To understand firmware’s potential as a cybersecurity risk, consider the following phone manufacturing scenario. An American electronics company designs a smart phone that runs on the Android operation system. It contracts with a foreign manufacturer to build the device. In the process, the company sends the manufacturer software code for the device’s firmware. The manufacturer then compiles that firmware code and writes it onto the device’s ROM chip. The electronics company then receives its order of smart phones, built to order and containing the firmware they supplied. Or, so they think.
The reality is that the electronics company probably has no idea what code is actually in the final firmware. It is easy for the manufacturer to modify the firmware code before writing it onto ROM. In case after case, foreign-made phones have been shown to contain electronic back doors and unauthorized data stealing schemes, all written into the firmware. The malware placed into the firmware might be there to harvest marketing data from users. It could also be there at the behest of the foreign manufacturing countries spy services.
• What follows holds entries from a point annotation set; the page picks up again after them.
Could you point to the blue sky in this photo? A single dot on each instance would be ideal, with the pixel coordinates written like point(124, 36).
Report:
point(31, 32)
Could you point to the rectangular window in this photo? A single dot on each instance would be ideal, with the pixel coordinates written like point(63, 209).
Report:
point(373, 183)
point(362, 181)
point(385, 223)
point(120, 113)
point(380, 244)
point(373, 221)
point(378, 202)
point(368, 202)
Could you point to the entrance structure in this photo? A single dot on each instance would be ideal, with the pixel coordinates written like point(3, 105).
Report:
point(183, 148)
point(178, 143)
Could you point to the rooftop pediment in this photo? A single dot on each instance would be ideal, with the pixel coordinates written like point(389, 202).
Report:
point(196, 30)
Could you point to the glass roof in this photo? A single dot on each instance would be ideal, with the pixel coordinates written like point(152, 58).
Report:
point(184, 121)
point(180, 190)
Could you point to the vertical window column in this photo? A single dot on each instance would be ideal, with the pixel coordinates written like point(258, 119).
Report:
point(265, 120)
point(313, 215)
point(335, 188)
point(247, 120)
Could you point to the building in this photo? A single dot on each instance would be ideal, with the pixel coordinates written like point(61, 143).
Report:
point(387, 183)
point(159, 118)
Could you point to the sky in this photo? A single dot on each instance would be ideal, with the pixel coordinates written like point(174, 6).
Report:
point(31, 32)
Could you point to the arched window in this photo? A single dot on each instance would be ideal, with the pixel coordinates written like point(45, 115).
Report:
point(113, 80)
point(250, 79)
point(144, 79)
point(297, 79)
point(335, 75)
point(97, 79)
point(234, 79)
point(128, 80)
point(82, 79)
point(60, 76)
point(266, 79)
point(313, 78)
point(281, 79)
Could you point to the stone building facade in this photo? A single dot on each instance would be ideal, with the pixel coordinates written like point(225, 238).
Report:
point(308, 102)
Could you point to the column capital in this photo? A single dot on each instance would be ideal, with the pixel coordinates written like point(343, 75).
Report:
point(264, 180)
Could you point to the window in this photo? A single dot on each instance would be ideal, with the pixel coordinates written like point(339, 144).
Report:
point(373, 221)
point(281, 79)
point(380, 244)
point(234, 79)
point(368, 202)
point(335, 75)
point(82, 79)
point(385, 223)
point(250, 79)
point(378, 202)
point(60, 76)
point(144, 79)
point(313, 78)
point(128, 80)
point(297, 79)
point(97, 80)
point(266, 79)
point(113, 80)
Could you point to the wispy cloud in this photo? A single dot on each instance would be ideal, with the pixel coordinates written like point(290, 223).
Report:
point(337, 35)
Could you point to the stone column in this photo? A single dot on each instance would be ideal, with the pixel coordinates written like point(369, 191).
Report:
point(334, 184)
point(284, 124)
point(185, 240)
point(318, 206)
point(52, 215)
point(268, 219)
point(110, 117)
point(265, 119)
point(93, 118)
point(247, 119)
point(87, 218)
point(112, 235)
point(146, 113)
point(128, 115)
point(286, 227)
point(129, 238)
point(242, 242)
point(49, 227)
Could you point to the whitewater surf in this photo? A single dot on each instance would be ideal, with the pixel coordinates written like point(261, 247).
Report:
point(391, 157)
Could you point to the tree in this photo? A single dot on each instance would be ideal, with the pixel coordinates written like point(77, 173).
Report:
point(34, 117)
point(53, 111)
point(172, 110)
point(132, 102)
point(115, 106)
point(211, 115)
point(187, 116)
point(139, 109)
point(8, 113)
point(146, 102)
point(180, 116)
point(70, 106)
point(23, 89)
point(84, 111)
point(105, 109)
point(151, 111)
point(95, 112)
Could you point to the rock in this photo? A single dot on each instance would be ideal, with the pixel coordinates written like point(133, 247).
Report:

Steven Sprague, CEO of hardware-based security firm Rivetz and a founding member of the Trusted Computing Group, cited supply chain difficulties as the root of the firmware threat. He said, “How do I actually know that the data file that was sent to the manufacturer, saying please make this chip, is actually the chip that I got back? It’s one of the really open and interesting science problems that’s out there right now, determining that somebody hasn’t tinkered with that product in some way, shape or form and introduced a weakness. And those weaknesses can be exploited and they can be exploited globally. It hasn’t really happened yet at scale in a way that has really done a lot of damage.”
Another variant of this threat involves the manufacturing of counterfeit electronics, as Jason McNew explained. “Look at Cisco. Cisco has a massive problem with China counterfeiting their gear. And in some cases, Cisco themselves have had difficulty differentiating between the fake gear and the real gear, it’s that good.” And, as McNew pointed out, this is the same type of gear that used in American classified networks.
With malware on board, our smartphones, smart thermostats, in-home shopping listening devices, cars and PCs could eavesdrop on us and transmit our private information without detection. This might seem paranoid to suspect, but remember that hackers exported thousands of emails out of Sony Pictures without anyone even noticing.
Malware in firmware is extremely difficult to detect. For most electronics manufacturers, if the device works, that’s good enough. Despite the availability of tools to check for security problems in firmware, the threat is mostly ignored. Some firms, like Hewlett Packard Enterprise, take the issue seriously and have decided to secure their processor chip supply chains to ensure hardware security.